Many experts blame disagreements within a board, or a lack of team spirit as the reason for tipping a company toward a slow demise. But despite having a board of directors with right mix and spirit, some boards still fail to interact with the top management.

“Some boards are conflicted, where some board members have personal interests and investments that may conflict with the companies they are on. Finally, some boards are too operational, interfering too much with operational issues that are not supposed to be their business.”

Drake & Scull International (DSI) is a prime example of how a well-established company can crumble.

It faced significant losses in the wake of a drop in oil prices in 2014, which resulted in a drop in the company’s new contracts and the difficulty in reclaiming receivables owed to it.

It struggled to cope with significant financial difficulties, including debt accumulation, which made it difficult for the company to secure financing and pay its bills. It also faced delays and cancellations of key projects, in addition to management challenges, including leadership changes and disputes, which negatively impacted the company’s ability to execute its strategy.

It eventually led to the downfall of DSI, and the company has since faced bankruptcy proceedings and significant restructuring.

What Gamal has observed during the course of many years is that many businesses have no strategy at all, and on top of that confusing targets. “Another mistake is to make the management responsible for strategy, so it becomes an operational plan rather than a strategy. And the third is poor strategic KPIs and lack of board follow-up on strategic developments.”

Valls on the other hand believes that many mistakes can be made, and yet having an effective board, whose role is to ensure the financial stewardship and strategic direction of the organization, oversee the risks, manage performance, and create value for all stakeholders, is still essential. And to ensure sound internal controls, independent internal and external audits are key elements.

Experts cite the example of the collapse of Arabtec Holding to emphasize their point. Its poor financial performance led to a loss of investor confidence, management changes and controversies, including allegations of mismanagement and corruption.

To stave off total ruin and collapse of a business, industry experts recommend for the board to take charge of strategy, in cahoots with the management. The board, according to them, must consider risk dynamics when discussing the strategy, and it must include ESG or sustainability factors. “Then the board needs to follow up on the developments multiple times each year and must adjust the strategy and its KPIs in response to major market, regulatory, or risk changes.”

According to Valls, poor corporate governance always causes the decline of shareholder value. Good corporate governance is important for all companies, private and public, as well as government entities, because it can help ensure long-term shareholder/stakeholder value.

“It is fundamentally about holding leadership (the board and management) accountable, facilitating sound decision-making, and ensuring appropriate checks and controls are in place for the organization’s long-term success and sustainability,” she said.

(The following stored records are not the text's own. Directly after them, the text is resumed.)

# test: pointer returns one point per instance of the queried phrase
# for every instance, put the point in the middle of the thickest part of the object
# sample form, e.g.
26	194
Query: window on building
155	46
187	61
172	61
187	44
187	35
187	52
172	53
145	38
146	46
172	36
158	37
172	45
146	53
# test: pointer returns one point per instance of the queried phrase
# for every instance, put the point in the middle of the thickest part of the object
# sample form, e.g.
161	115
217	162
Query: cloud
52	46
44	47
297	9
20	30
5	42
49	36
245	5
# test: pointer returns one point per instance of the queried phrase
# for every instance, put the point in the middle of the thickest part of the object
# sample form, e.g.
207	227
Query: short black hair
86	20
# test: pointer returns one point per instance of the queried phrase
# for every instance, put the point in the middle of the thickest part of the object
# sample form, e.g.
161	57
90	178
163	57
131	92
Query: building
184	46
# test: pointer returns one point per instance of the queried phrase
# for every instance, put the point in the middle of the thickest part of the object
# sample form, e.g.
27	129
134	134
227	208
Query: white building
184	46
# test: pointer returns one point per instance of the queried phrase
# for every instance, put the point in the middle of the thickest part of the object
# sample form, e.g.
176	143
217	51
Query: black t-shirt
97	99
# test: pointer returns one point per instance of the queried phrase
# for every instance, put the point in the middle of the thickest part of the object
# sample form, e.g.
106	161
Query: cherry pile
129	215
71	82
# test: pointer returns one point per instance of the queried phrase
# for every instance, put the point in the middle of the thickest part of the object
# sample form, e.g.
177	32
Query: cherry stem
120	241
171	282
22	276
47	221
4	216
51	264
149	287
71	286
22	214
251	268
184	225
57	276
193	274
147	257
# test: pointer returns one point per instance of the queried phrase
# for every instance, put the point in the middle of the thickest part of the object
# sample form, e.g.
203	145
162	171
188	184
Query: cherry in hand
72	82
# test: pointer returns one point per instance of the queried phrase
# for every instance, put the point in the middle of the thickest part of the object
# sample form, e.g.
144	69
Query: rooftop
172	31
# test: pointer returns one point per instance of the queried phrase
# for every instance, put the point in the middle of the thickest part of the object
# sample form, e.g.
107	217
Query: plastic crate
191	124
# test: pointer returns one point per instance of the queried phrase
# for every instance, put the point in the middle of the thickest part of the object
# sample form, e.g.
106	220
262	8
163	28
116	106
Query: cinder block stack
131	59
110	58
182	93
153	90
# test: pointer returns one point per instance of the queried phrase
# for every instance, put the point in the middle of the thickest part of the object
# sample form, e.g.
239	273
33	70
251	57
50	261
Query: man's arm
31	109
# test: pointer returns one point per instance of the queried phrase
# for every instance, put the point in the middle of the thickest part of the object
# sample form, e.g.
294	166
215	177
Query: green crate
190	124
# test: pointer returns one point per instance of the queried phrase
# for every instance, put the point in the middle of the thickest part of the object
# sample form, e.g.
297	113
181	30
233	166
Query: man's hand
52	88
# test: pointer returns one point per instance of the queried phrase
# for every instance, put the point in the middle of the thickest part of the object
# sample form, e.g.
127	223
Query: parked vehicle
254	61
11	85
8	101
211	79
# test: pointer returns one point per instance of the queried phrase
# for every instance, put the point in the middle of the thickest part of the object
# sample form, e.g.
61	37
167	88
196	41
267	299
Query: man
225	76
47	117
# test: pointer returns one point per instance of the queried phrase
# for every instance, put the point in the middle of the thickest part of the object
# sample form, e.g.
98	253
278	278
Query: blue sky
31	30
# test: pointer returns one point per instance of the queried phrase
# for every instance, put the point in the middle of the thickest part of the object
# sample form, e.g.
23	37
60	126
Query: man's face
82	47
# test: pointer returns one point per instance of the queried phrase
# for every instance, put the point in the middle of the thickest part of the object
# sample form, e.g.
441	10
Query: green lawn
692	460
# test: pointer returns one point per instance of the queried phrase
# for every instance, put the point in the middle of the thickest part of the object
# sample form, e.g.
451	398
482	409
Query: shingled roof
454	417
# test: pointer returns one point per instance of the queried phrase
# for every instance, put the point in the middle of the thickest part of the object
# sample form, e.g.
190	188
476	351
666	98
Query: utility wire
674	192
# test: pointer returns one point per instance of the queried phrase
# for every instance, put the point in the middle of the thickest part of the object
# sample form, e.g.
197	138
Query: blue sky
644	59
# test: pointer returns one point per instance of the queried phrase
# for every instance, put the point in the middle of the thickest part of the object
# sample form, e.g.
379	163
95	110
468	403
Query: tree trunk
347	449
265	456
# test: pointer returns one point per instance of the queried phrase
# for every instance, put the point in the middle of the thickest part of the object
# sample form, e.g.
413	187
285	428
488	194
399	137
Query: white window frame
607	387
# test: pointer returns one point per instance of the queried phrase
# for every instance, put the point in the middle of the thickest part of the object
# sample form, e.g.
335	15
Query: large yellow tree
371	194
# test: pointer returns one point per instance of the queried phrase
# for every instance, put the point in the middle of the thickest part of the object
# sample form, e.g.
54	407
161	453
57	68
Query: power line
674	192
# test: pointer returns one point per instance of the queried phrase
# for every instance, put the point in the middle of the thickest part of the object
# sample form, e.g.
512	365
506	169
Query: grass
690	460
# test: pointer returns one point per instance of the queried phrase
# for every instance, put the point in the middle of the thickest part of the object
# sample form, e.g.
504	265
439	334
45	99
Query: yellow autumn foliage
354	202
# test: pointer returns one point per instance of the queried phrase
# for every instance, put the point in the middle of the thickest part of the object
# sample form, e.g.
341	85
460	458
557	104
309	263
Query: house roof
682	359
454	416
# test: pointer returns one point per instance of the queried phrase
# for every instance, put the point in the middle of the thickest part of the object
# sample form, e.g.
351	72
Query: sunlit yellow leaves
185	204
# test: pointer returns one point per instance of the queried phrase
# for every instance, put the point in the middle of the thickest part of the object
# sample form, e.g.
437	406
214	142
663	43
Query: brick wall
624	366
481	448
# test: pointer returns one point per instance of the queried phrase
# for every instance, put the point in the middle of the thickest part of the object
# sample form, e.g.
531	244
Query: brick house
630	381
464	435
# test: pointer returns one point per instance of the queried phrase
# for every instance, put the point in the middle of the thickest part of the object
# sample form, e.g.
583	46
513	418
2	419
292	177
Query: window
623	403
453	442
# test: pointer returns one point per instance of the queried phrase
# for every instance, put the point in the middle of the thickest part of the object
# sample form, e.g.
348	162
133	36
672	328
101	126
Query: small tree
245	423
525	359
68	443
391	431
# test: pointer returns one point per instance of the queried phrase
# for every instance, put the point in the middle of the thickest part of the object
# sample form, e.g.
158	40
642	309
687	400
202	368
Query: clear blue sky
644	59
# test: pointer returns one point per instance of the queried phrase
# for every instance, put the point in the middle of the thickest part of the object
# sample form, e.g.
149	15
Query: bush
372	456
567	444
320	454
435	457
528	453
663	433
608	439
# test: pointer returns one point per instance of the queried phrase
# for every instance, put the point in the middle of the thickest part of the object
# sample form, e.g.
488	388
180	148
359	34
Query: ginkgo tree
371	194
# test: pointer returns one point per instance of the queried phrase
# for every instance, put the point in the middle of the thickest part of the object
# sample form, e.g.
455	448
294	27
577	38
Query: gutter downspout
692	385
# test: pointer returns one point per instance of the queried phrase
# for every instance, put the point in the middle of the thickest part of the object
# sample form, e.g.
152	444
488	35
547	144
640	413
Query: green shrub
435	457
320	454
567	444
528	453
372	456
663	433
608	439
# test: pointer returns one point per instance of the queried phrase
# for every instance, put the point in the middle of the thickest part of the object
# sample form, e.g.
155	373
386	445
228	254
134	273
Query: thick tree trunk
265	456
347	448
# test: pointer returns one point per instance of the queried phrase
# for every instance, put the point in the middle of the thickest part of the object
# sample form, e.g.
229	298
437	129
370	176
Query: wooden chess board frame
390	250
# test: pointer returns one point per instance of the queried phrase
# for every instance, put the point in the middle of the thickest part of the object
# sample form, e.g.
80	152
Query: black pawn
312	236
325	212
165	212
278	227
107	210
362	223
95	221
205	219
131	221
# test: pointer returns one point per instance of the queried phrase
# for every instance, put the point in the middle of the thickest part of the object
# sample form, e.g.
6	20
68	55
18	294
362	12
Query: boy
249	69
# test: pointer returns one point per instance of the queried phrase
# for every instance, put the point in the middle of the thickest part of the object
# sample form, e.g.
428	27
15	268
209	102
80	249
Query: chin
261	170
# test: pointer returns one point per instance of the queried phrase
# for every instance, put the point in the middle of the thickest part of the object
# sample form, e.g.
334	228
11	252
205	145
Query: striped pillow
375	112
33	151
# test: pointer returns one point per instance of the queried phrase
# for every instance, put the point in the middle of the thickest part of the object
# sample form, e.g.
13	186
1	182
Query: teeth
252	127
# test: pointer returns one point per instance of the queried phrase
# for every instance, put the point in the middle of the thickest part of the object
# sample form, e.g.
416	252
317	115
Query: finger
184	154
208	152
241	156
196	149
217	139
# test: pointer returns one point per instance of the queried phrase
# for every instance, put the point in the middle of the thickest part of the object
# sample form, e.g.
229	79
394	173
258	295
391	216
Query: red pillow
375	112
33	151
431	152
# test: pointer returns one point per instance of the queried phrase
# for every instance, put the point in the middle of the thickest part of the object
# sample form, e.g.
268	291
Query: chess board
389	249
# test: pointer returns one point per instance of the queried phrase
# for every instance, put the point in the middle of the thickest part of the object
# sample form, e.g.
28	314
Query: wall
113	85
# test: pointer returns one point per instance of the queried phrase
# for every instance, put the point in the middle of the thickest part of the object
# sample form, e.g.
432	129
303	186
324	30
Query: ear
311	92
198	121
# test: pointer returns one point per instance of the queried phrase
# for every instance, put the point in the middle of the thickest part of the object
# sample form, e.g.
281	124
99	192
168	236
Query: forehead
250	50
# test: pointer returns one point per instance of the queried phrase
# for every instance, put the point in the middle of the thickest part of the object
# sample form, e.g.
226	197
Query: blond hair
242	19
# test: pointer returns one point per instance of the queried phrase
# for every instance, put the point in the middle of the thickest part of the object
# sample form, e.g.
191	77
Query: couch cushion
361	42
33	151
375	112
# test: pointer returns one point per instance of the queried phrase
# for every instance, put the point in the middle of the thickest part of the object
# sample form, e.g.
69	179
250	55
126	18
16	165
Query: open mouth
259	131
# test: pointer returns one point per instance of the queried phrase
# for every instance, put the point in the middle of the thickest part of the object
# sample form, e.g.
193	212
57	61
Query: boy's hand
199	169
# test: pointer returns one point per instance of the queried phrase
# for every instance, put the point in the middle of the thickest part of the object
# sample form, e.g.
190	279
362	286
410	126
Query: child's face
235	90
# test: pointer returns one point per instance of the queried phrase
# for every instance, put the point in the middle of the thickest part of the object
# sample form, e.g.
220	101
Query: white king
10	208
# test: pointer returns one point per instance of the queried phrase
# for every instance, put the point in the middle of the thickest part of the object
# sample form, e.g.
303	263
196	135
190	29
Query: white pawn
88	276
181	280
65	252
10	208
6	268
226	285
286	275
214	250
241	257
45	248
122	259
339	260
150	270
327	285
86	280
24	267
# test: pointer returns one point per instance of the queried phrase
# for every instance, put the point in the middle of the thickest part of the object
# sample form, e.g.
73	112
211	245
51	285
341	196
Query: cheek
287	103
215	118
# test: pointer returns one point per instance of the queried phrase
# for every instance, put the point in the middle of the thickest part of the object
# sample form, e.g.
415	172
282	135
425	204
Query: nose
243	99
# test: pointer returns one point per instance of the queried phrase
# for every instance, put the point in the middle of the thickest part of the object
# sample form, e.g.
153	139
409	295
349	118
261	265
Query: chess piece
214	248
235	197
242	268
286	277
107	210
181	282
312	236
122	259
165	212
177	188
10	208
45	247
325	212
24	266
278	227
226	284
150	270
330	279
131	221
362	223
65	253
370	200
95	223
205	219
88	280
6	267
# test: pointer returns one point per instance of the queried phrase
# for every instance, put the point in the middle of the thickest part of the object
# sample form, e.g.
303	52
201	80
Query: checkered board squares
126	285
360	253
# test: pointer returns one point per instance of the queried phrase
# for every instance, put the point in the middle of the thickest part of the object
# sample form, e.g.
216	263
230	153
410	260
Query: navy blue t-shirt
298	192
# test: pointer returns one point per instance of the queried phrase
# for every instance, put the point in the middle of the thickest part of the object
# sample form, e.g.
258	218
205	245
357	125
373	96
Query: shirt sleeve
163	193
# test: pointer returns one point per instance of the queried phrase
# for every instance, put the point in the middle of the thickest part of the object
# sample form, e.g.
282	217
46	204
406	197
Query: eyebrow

Gamal in turn feels that the consequences of poor corporate governance are manifold. The board is not focusing on the issues that it should be, and there is a lack of accountability between the board and management. Poor governance structure, poor internal controls, ineffective risk management, and a lack of strategic vision are the direct results.   

“After a downfall, boards need to analyze the root-causes of failure, assess their strategies, risk frameworks, control systems, and the top executive profile and make the necessary changes. Shareholders need to closely follow what is happening in their companies and decide if they need to make changes to their boards and committees to fix the problems.”